Ebenso schillernd und facettenreich wie der Stadtteil Hamburg St. Pauli selbst stellt sich das St. Pauli-Kochbuch mit rund 200 Rezepten von traditionell bis zur internationalen Küche aus aller Welt dar. Überdies erlaubt das reich illustrierte Buch Einblicke in Essgewohnheiten, Geschichte und den Zeitgeist St. Paulis. Da sich die Essgewohnheiten nicht an den Grenzen St. Paulis orientieren, haben auch wir die Grenzen nicht so eng gefasst wie es eine Geografie des Stadtteils erfordert hätte. So sind etwa der »Michel« als Wahrzeichen der Stadt Hamburg oder der Fischmarkt, der im Westen schon das Gebiet St.Paulis verlässt, in den Köpfen der Menschen unabdingbar mit St. Pauli verbunden. Dieses wollten wir nicht außer Acht lassen und haben somit die imaginären Grenzen ein wenig größer gefasst.
Eine Küche für alle
Alle enthaltenen Rezepte wurden mit Sorgfalt ausgewählt und bieten einen Querschnitt von Speisen und Getränken, die typisch sind für die Region. Es ist in St. Pauli eine Esskultur entstanden, in der sich die Tradition, gepaart mit Internationalität, heute als Trendsetter für Gourmets darstellt. Dieses Buch überzeugt jedoch nicht nur als Leckerbissen für Küchenkenner, sondern auch als gute Anleitung für Anfänger. Alle Gerichte sind unkompliziert zuzubereiten, und neben der umfangreichen wie auch übersichtlich geordneten Rezeptsammlung bietet das Buch zahlreiche praktische Hinweise und Tipps rund ums Kochen.

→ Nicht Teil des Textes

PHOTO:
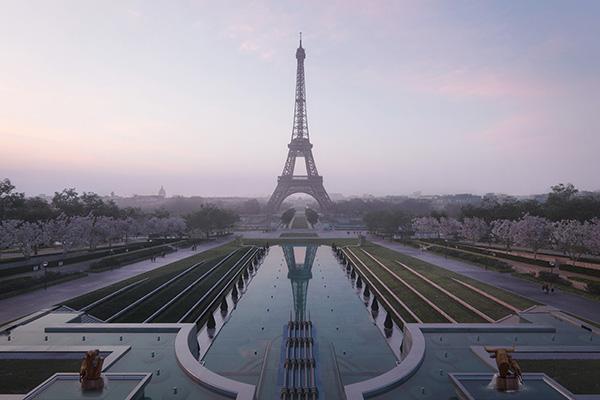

Die kulinarische Entdeckungsreise führt nicht nur zu einer regional verwurzelten Küche, sondern präsentiert zudem einen Stadtteil mit vielschichtiger Lebensart und einem ganz besonderen Charme. St. Pauli ist eben dicht am Wasser gebaut, und Wasser ist Bewegung. Diese Bewegung spürt man überall, auch die kulinarische Entwicklung machte davor nicht halt. So kommen die Leser beim Nachkochen der Gerichte vielleicht zu der Erkenntnis, dass die St. Pauli Küche eigentlich die Küche einer großen weiten Welt ist.